TheRealMagic · 22/03/2026 15:15

CarbGoading · 22/03/2026 15:12

We had a family dinner out when my mum was promoted. The whole point is for close people to gather and say well done. You are his wife, it is really odd to not invite you. You are not 'making it about you' - you are a team who have supported one another! If it was just a random dinner out with son that's one thing, but saying its a celebration but excluding you is another. And yes, when your kids marry you have to accept they come as a pair, just as when someone has kids you accept they now come as a family. That's the way it's supposed to be! We may mourn the time when it was just us and our kids, but when they grow up we have to grow up too!

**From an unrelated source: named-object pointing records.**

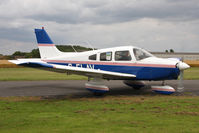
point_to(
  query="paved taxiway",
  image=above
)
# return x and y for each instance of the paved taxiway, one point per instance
(76, 88)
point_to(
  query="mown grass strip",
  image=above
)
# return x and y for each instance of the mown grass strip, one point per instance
(108, 114)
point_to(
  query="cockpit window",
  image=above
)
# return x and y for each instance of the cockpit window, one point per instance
(106, 56)
(141, 54)
(93, 57)
(122, 56)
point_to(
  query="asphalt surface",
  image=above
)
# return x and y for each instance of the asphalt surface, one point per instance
(76, 88)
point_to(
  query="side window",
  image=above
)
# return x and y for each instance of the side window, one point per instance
(140, 54)
(92, 57)
(122, 55)
(106, 56)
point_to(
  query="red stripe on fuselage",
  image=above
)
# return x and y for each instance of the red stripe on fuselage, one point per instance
(110, 63)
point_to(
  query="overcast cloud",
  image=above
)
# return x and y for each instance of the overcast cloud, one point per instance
(155, 25)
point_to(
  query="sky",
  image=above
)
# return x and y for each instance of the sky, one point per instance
(155, 25)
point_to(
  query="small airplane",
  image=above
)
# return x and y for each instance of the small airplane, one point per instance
(131, 64)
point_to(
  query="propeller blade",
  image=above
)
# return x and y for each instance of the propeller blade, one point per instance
(180, 87)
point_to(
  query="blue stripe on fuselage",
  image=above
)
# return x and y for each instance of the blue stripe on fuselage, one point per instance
(141, 72)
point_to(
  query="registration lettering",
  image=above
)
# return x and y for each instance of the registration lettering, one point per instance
(90, 66)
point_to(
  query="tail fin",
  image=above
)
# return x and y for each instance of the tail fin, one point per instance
(46, 46)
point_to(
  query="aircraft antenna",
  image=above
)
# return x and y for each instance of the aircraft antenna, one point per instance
(89, 45)
(73, 48)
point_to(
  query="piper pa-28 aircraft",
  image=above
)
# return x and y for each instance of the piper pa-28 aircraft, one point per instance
(131, 64)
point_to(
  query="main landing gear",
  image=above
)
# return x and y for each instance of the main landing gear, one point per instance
(162, 89)
(96, 86)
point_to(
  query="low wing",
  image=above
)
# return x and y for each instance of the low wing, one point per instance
(37, 63)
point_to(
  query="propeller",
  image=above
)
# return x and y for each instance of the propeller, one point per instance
(182, 66)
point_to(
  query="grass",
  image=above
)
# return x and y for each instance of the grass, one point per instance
(138, 114)
(14, 74)
(192, 73)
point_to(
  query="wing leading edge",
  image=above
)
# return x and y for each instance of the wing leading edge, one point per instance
(39, 64)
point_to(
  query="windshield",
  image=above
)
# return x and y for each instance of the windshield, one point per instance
(141, 54)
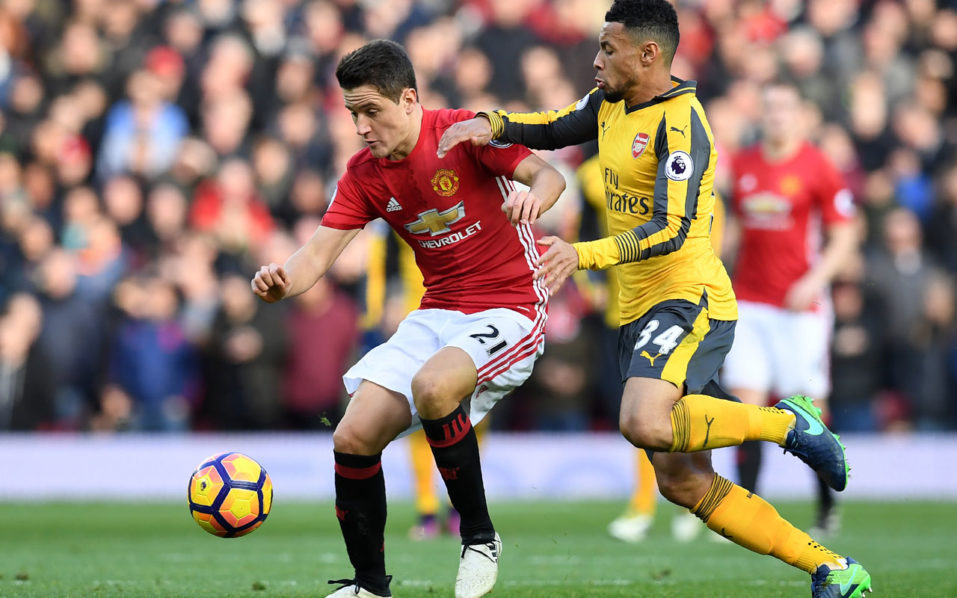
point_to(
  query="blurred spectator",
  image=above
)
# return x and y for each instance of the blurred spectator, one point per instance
(323, 333)
(27, 392)
(856, 352)
(72, 336)
(142, 134)
(244, 358)
(152, 379)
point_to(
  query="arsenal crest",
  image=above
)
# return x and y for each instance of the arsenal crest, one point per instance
(639, 144)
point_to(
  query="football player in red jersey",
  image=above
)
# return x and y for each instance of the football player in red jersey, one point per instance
(478, 329)
(794, 217)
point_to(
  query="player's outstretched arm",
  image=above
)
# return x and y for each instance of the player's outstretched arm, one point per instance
(558, 262)
(571, 125)
(545, 186)
(303, 268)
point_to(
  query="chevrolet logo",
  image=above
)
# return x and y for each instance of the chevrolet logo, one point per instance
(435, 222)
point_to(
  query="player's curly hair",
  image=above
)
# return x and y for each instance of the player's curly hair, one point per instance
(655, 19)
(381, 63)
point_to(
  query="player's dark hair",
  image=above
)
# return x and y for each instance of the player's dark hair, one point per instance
(655, 19)
(382, 64)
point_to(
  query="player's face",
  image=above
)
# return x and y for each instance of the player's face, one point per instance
(616, 62)
(385, 126)
(782, 114)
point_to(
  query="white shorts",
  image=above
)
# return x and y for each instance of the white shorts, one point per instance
(779, 351)
(502, 343)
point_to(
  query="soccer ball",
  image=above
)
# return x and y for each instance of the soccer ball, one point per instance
(229, 495)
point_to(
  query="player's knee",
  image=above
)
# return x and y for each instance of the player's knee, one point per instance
(434, 395)
(684, 488)
(643, 432)
(347, 439)
(427, 389)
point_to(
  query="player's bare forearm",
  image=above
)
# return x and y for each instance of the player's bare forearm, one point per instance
(477, 130)
(304, 267)
(545, 186)
(558, 262)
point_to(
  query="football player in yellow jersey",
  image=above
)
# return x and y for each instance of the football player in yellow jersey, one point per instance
(633, 525)
(676, 304)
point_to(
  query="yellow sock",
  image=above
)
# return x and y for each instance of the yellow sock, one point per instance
(644, 498)
(700, 422)
(748, 520)
(423, 463)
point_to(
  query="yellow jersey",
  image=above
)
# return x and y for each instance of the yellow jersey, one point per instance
(657, 164)
(589, 177)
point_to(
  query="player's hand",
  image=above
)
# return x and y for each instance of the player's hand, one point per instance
(558, 262)
(477, 130)
(803, 294)
(271, 283)
(522, 206)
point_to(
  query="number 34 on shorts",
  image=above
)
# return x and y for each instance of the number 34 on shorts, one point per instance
(674, 341)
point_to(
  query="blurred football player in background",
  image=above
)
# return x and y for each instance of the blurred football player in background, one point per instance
(794, 227)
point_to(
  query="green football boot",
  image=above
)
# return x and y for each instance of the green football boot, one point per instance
(853, 582)
(813, 443)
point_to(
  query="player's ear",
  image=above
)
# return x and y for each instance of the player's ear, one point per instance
(409, 98)
(648, 51)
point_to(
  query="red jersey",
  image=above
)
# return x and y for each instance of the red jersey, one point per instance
(450, 212)
(781, 207)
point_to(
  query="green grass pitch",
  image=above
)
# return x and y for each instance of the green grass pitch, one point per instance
(553, 550)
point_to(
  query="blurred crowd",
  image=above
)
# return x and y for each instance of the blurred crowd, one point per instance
(154, 154)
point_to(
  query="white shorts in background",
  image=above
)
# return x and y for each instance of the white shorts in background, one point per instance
(780, 351)
(503, 344)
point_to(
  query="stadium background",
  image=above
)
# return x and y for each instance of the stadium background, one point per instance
(152, 154)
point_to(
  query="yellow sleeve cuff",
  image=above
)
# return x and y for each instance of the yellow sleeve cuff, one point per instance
(597, 255)
(497, 122)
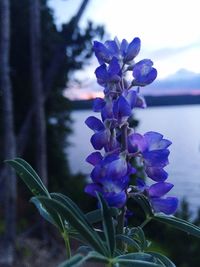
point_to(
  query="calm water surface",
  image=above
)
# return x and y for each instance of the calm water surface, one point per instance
(180, 124)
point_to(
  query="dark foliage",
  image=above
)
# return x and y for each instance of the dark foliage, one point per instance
(63, 52)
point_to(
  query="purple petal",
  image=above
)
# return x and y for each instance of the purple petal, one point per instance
(94, 158)
(98, 104)
(144, 73)
(100, 139)
(102, 74)
(133, 49)
(166, 205)
(152, 138)
(159, 189)
(95, 124)
(115, 184)
(156, 174)
(97, 173)
(131, 98)
(92, 189)
(136, 142)
(121, 109)
(107, 110)
(155, 141)
(117, 168)
(140, 184)
(140, 102)
(123, 47)
(114, 67)
(112, 47)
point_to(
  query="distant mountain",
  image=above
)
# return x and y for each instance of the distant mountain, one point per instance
(182, 81)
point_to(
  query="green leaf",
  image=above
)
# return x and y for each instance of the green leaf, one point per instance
(179, 224)
(29, 176)
(74, 261)
(96, 257)
(67, 214)
(137, 263)
(43, 212)
(167, 262)
(144, 203)
(138, 234)
(96, 215)
(138, 256)
(78, 259)
(129, 241)
(66, 201)
(108, 226)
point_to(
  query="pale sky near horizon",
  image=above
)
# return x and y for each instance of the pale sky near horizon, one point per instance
(168, 29)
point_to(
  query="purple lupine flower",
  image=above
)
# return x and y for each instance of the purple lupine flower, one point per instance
(153, 149)
(130, 51)
(113, 166)
(156, 193)
(101, 135)
(110, 74)
(109, 177)
(144, 73)
(121, 109)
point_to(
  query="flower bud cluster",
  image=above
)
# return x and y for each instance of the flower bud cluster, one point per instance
(115, 142)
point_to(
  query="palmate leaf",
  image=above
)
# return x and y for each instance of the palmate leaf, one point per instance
(49, 215)
(95, 216)
(144, 204)
(108, 225)
(167, 262)
(68, 214)
(66, 201)
(138, 260)
(78, 259)
(137, 263)
(29, 176)
(129, 241)
(179, 224)
(138, 234)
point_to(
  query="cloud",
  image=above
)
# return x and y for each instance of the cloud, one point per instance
(171, 51)
(183, 80)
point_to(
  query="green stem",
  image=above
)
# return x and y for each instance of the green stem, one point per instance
(120, 227)
(148, 219)
(67, 243)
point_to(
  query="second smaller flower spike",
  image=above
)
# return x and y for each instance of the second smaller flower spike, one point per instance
(144, 73)
(132, 50)
(156, 195)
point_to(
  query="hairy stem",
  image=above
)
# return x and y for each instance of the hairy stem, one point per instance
(120, 227)
(124, 137)
(67, 243)
(148, 219)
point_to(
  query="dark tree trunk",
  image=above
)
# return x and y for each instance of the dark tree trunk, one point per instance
(9, 136)
(49, 78)
(37, 89)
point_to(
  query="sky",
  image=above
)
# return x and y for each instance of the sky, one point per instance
(168, 29)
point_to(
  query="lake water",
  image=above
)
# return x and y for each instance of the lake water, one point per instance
(180, 124)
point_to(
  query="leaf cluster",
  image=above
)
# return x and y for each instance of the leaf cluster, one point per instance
(97, 230)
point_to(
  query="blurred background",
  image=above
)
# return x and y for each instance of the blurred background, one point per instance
(47, 84)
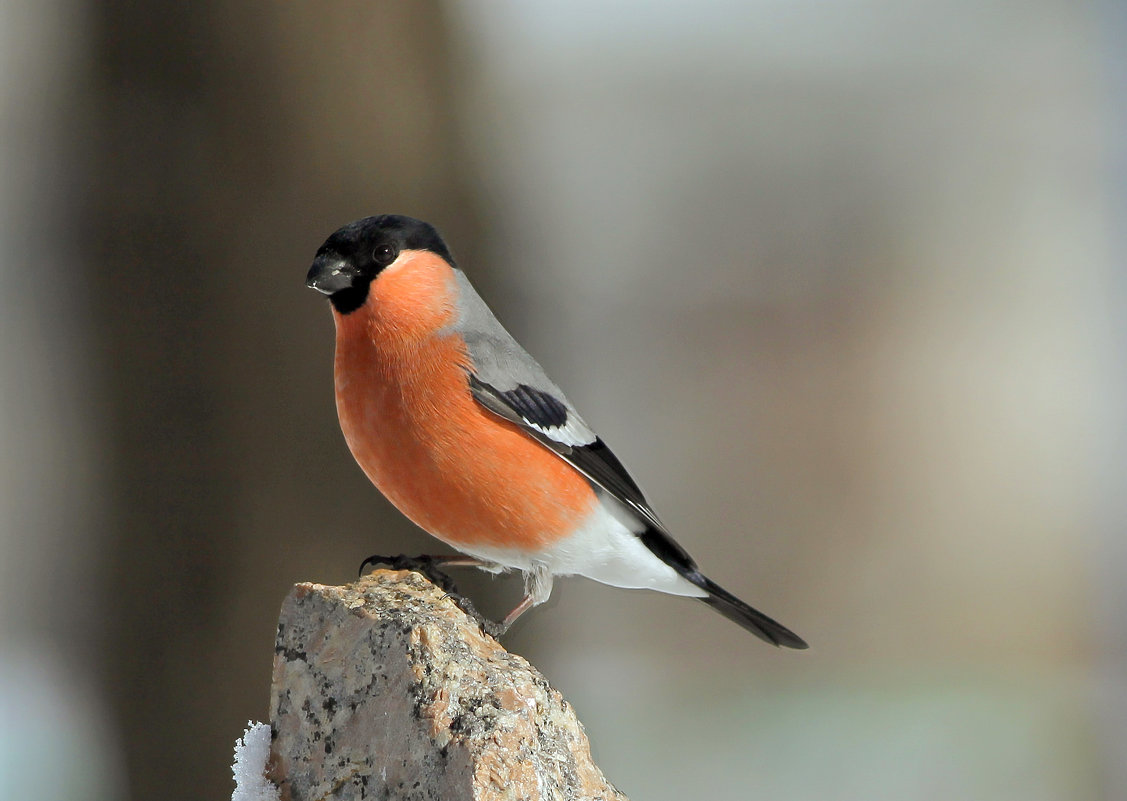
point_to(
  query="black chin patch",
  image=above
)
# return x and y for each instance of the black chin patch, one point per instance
(347, 301)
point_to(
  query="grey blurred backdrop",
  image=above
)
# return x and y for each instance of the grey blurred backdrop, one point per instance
(841, 282)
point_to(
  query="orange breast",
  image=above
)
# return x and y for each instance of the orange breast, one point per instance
(461, 473)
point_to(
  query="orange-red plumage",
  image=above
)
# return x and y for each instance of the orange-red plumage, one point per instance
(467, 435)
(407, 414)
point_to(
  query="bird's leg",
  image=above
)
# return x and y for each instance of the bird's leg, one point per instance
(538, 587)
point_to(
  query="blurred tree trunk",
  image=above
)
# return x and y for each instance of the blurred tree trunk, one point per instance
(230, 140)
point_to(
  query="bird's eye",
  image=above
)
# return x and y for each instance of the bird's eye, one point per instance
(384, 254)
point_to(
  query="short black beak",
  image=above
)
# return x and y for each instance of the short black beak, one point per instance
(330, 274)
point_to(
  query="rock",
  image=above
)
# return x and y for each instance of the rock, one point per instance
(384, 688)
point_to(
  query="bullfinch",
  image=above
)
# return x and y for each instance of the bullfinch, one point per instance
(466, 435)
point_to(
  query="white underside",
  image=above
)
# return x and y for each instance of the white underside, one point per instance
(603, 549)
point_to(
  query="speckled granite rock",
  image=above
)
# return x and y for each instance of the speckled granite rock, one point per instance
(385, 690)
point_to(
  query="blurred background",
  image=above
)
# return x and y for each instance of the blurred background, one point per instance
(842, 283)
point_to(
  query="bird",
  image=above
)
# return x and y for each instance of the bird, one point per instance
(463, 432)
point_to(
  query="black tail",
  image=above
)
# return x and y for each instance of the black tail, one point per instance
(738, 612)
(666, 549)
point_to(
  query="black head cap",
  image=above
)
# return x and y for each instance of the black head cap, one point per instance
(348, 261)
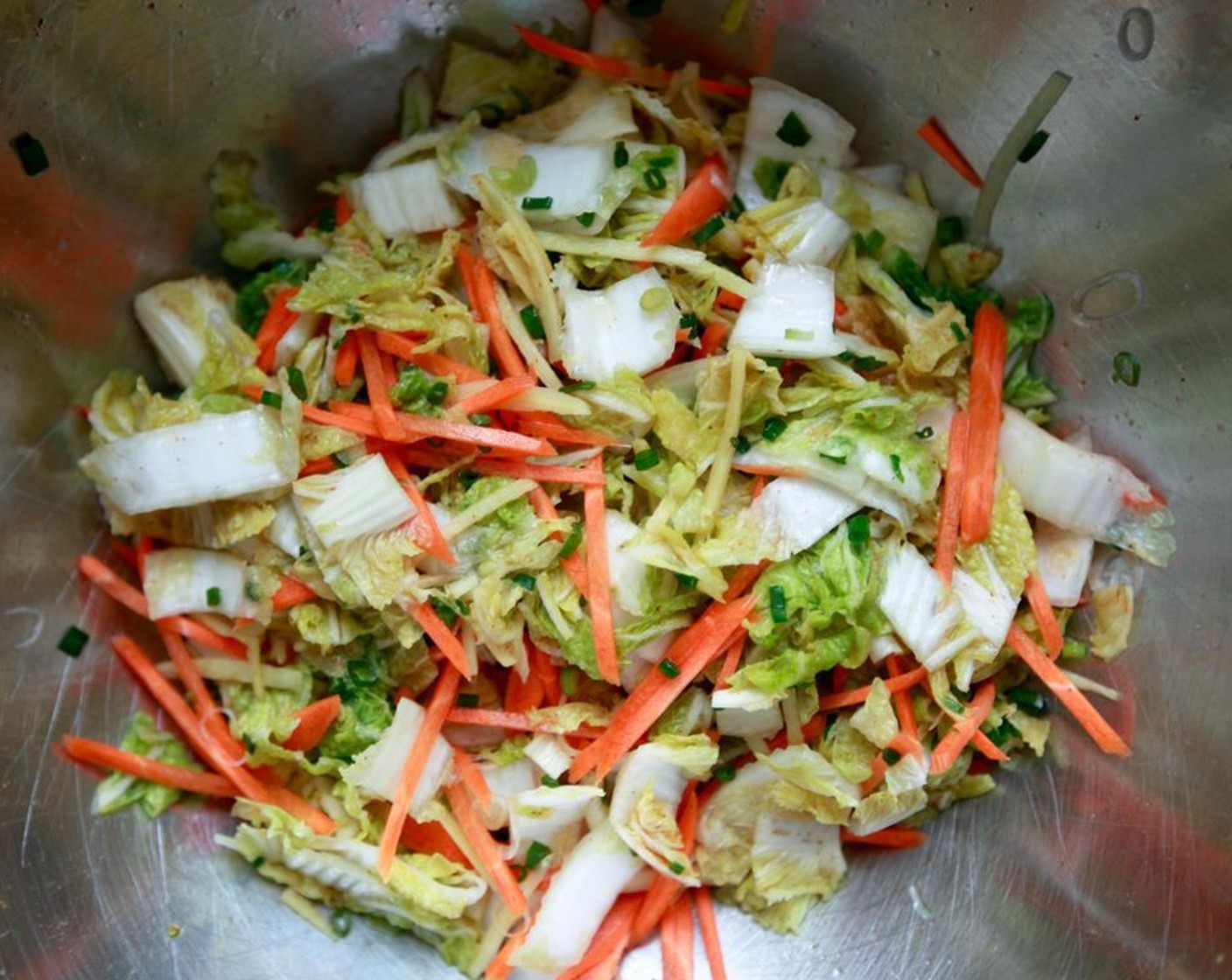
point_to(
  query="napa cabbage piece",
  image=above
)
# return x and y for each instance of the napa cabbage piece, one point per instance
(120, 789)
(426, 894)
(214, 458)
(647, 794)
(578, 899)
(815, 612)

DH and I both see our parents without the other as well as together - just like with other people like friends. It is not a given that a married couple come as a pair - we're married not conjoined!

domenica1 · 22/03/2026 15:18

At least you have learned your place now according to them, and understand that your efforts invested in spending time with your MIL were wasted and not to bother in future! This stuff spending time with him as a son not a husband is a load of guff. If you’d been together a few months I could understand but you’ve been married years. Yanbu

HenDoNot · 22/03/2026 15:18

It’s like asking a parent to not be a parent for a few hours

I invite friends out often and make it clear that it’s a child free meet up. Are you one of those parents that insists their offspring are included in everything?

TheRealMagic · 22/03/2026 15:18

canklesmctacotits · 22/03/2026 15:13

The only weird thing is that they seem to want him to not be a husband for a few hours. It’s like asking a parent to not be a parent for a few hours: once the marriage has occurred/child is born, the person exists in that role forever onwards. They’re literally asking you to delete yourself from his life for a few hours, act like you don’t exist.

It’s fine to want to talk to your adult child one on one, the chat might involve you and they have a whole life outside you. It’s also fine to celebrate a childhood of education and exams and applications etc. But to exclude you from a celebratory dinner because they want him to not be a husband for a few hours is very weird.

Also, you’ll never be on the same level as a daughter to them. Please don’t make that mistake. Going shopping together now and then is very, very superficial stuff.

I think it's bizarre to claim that wanting to see him without her on this occasion is 'wanting him to pretend he's not a husband'. I went to the cinema with a friend last night, and DH was definitely not invited. Was I 'pretending not to be married'?

domenica1 · 22/03/2026 15:19

TheRealMagic · 22/03/2026 15:15

DH and I both see our parents without the other as well as together - just like with other people like friends. It is not a given that a married couple come as a pair - we're married not conjoined!

It’s not popping in for a quick coffee or an everyday event — it’s a big celebration and OP is specifically excluded which is quite different from your example

diddl · 22/03/2026 15:20

The title doesn't match for me.

What "celebratory promotion dinner" are they excluding you from?

They want to take their son out to celebrate.

You/he can also do that.

outerspacepotato · 22/03/2026 15:20

OneFirmBlueShaker · 22/03/2026 14:39

I totally get that! Since his mom and I do things solo like shopping etc (husband is always invited but like most men doesn’t prefer to go shopping with women for womanly things ya know?) I would get it she said, “hey let’s meet for coffee and have a mother son coffee date.” But a dinner that’s framed as celebrating my husband where both parents are invited seeks a bit more formal and if they have each other there it turns into a couple’s dinner so why can’t he have his spouse there when the celebration is celebrating him ya know? I’m just venting some more I’m not directing the question at you.

It sounds like time to back off from your MIL a bit.

I think their deliberately excluding you is really odd.